Wednesday, 26 November 2014

Love and the kind of woman I don't want to be

I took a train north this week and was sat with an older couple (I much prefer to sit alone of course and work/ feed the social media habit I heard myself denying recently, madly as I do clearly love social media- well mostly, except all the endless cats and Kardashians). 

Older couples in love are one of my absolute favourite things, but older couples like this one are not. I'm afraid there is a certain kind of woman that reminds me of everything I don't want to be in a relationship- in fact this type of lady makes me really quite troubled. 

As I said the couple in question were at least 70 but I have witnessed this strange behaviour in women my own age in relationships where they feel they I think can get away with it- or worse where they think they're both happy. 

In this case of the 11.20 from Euston the husband had to endure being asked if he needed the toilet and told it was his snack time (he appeared to be completely sharp and read the Guardian from cover to cover so I don't think we can say this was for medical reasons).
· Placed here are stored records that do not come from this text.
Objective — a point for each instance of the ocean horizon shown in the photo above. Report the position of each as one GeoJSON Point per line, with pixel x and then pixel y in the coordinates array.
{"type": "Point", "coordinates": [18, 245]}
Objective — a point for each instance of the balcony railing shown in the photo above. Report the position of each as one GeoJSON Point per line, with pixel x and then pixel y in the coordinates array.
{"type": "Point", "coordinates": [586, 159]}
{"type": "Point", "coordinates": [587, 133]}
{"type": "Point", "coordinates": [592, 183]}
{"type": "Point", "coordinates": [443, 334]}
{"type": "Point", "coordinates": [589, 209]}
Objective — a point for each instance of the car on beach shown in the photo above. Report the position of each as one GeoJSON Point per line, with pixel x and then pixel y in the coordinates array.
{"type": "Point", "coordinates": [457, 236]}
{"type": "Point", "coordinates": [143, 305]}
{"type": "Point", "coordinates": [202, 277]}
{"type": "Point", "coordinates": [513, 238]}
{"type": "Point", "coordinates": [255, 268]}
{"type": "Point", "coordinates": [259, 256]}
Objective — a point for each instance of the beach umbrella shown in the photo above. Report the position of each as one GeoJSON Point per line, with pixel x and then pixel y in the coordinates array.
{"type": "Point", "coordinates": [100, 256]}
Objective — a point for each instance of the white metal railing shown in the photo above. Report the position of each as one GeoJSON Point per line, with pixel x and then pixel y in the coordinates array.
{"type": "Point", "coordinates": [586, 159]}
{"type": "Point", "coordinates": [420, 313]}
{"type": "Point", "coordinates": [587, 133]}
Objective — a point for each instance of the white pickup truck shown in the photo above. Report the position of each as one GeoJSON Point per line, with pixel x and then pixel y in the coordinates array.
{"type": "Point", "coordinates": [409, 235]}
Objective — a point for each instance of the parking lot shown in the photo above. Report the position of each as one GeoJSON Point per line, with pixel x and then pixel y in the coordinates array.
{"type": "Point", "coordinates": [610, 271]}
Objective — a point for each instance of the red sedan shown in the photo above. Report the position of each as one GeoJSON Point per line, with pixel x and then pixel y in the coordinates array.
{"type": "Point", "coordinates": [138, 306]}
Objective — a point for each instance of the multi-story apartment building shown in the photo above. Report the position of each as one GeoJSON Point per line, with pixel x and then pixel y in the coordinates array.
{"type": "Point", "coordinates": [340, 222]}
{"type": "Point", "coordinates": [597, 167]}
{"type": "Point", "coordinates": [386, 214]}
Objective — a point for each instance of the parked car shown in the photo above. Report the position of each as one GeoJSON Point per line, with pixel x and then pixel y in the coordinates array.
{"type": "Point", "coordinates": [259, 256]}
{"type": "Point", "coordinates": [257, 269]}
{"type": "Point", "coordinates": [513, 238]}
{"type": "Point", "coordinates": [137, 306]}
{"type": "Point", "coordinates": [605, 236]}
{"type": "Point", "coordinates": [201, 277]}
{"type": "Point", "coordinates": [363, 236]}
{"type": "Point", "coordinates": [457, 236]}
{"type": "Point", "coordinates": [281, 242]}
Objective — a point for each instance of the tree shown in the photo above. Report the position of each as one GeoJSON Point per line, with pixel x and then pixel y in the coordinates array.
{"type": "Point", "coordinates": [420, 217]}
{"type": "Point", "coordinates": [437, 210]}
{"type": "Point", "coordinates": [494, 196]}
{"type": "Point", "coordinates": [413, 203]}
Some women just start talking to men in a really bossy, motherly over bearing way that I literally fear. I fear it because surely once toilet checks and snack time are in sex and romance must be out, but also to be less flippant how can you speak that way to someone who is the piece of Lego that fits with your piece? how do you spend so long looking and then end up making these conversations the way you spend your life with your spouse. 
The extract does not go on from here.